The U.S. Chamber of Commerce and the Internet Association are a part of a broad coalition of support for Facebook, Google and Amazon. In addition to those entities standing firm against this tax, I would urge the local press associations in Maryland, specifically The Maryland-Delaware-DC Press Association and The Maryland, DC, Delaware Broadcasters Association to join in support of defeating this tax. As tough a pill as it might be to swallow, supporting these online companies that have taken millions of dollars in advertising revenue from their membership will be in fact beneficial in the long run to those same members.
Not a surprising move at all, lobbying groups supported by Facebook, Google and Amazon have already filed suit against the state of Maryland over this tax. Their goal is to stop this new tax, and to stop the piling on of other local governments in Maryland, which could enact their own taxes on the tech firms. The opponents of the tax are calling it unfair because of how specific the law targets, unconstitutional and incompatible with federal laws. Those federal laws prohibit state lawmakers from instituting taxes specifically targeting online services.
Taxing any advertising will impact traditional media. Many traditional media outlets also offer agency style service, reselling and helping to manage Facebook and Google accounts. Recently as a media buyer, I’ve purchased from a traditional media outlet Amazon inventory. I’m sure there are digital advertising agencies in the state of Maryland, and they would be unfairly impacted by this tax, which would require them to have a higher cost of doing business than a similar company working across the boarder in Virginia, Pennsylvania or elsewhere. This Maryland law will have immediate impacts on those companies.
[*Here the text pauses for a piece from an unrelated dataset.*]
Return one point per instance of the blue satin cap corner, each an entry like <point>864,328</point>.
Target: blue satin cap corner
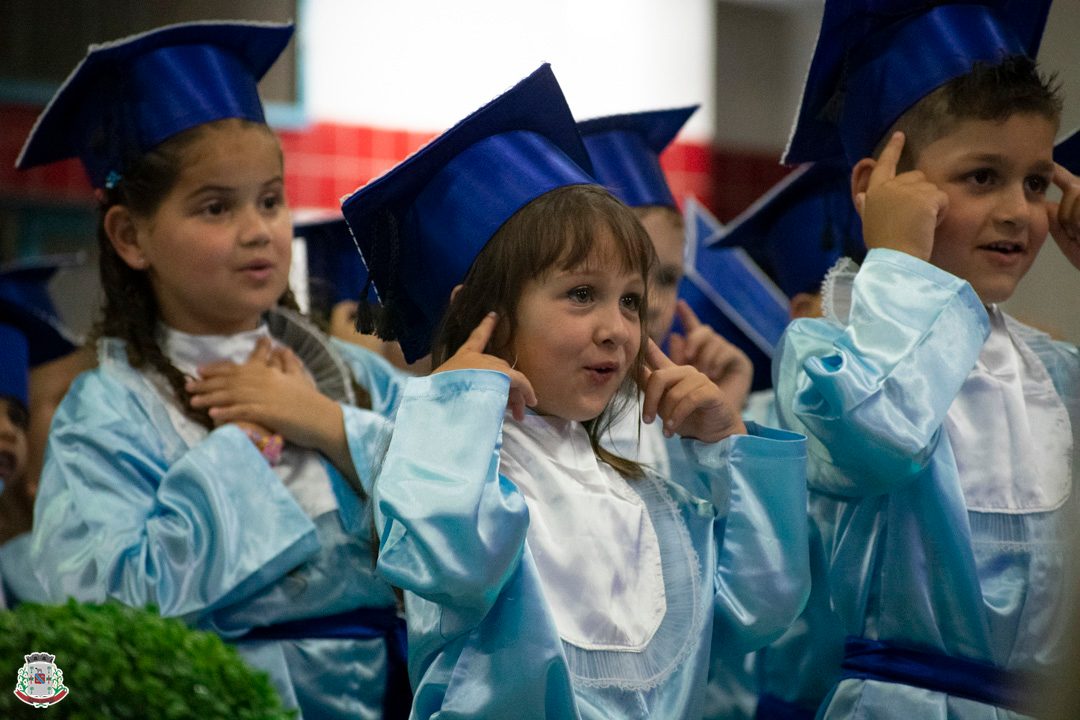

It also raises expenses on businesses throughout the state of Maryland who choose to advertise with these companies. Anyone who believes that the tax levied by the state is going to come from the profits of these firms is living in a fantasy world. The big three will still make the same money they were making from advertising Maryland businesses. They will simply pass along the expense to the Maryland companies placing the ads. This is an unfair tax on businesses in Maryland, who will shoulder the brunt of this expense. And they will in turn pass it along to consumers in Maryland. Ferguson’s suggestion that this tax would be the way big tech “pays their fair share” is a joke.